人気と強さに比例して、アンチの数も多い巨人。9月にセ・リーグ3連覇を達成。 (写真=時事通信フォト)

人間の脳の、扁桃体などの感情の回路の性質に基づく、とても面白い現象がある。

すなわち、「嫌い」は「好き」に近いということ。むしろ「無関心」のほうが、「好き」から一番遠い。これは、私たち自身の経験に照らしてみても、頷ける命題であろう。

昔から言われていることだが、「アンチ」は「好き」に近い。プロ野球で「アンチ巨人」の人は、実は巨人に興味がある。アンチと言いながら、ついつい、巨人戦を見てしまう。嫌いなはずの相手から目が離せないのだ。

ある人が「嫌い」だということは、つまり、それだけ関心があるということである。非難したくて仕方がない。つい、さまざまな人を相手に、その人の悪口を言ってしまう。気付いてみれば、かなりの心的エネルギーを、嫌いなはずの人に対して費やしている。

脳の仕組みから言えば、その「嫌いな人」が、嫌っている人の感情の回路にそれだけ強く刻印されているということであり、関心があるということである。それは、ほとんど、「好き」に近い。

もし、あなたが、会社や身の回りに、嫌いで仕方がない、どうしても悪口を言いたくなる人がいるとしたら、逆に、なぜそれほど関心を持つのか、自問したほうがよい。
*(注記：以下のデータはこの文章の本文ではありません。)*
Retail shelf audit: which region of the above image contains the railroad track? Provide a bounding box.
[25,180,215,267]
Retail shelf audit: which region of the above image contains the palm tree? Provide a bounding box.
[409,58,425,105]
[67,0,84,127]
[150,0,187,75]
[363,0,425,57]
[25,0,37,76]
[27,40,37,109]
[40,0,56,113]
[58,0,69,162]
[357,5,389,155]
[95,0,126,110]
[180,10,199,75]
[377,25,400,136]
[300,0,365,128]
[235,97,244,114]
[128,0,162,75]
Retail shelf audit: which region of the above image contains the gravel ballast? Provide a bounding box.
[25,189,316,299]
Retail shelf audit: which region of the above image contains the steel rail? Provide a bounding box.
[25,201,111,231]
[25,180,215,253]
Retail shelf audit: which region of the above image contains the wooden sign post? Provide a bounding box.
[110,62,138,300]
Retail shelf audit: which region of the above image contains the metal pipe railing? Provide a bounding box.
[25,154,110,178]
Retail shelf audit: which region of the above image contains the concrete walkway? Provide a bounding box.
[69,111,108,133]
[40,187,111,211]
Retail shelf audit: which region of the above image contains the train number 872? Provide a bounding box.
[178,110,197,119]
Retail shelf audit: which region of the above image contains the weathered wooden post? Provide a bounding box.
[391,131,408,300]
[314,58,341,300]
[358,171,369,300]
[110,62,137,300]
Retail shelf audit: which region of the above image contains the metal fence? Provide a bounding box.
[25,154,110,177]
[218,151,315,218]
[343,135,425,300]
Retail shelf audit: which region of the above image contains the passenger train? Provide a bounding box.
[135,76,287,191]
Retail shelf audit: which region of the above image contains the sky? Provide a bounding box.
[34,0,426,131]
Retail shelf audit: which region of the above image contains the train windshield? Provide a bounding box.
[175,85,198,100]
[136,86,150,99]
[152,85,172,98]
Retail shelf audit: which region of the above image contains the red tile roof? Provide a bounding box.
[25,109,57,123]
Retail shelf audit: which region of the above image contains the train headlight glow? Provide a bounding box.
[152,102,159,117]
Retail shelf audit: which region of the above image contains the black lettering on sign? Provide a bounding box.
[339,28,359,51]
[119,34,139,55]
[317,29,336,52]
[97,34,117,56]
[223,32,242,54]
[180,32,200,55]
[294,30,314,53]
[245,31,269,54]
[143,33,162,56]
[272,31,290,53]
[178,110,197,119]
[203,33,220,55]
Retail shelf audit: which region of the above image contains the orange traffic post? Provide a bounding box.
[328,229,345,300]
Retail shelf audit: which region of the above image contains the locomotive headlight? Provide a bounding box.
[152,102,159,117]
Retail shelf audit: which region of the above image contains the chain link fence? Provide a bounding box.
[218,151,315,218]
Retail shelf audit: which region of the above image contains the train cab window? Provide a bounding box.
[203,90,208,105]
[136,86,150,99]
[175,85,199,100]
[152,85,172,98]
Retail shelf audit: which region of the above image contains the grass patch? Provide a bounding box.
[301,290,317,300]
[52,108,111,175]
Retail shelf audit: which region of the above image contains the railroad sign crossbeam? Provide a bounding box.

たとえば、次のような問いを、自分自身に投げかけてみてはいかがだろう?

その人の、どこが一体気になっているのだろうか?

その人が持っていて、自分が持っていないものはないか? 実は、その人の何かが、うらやましくて仕方がないのではないか?

嫉妬の感情は、混じっていないか? それを自分で認めたくないから、悪口で隠しているのではないか?

自分の中にもあって、嫌だなあと思っている何かが、その人にもあるのではないか?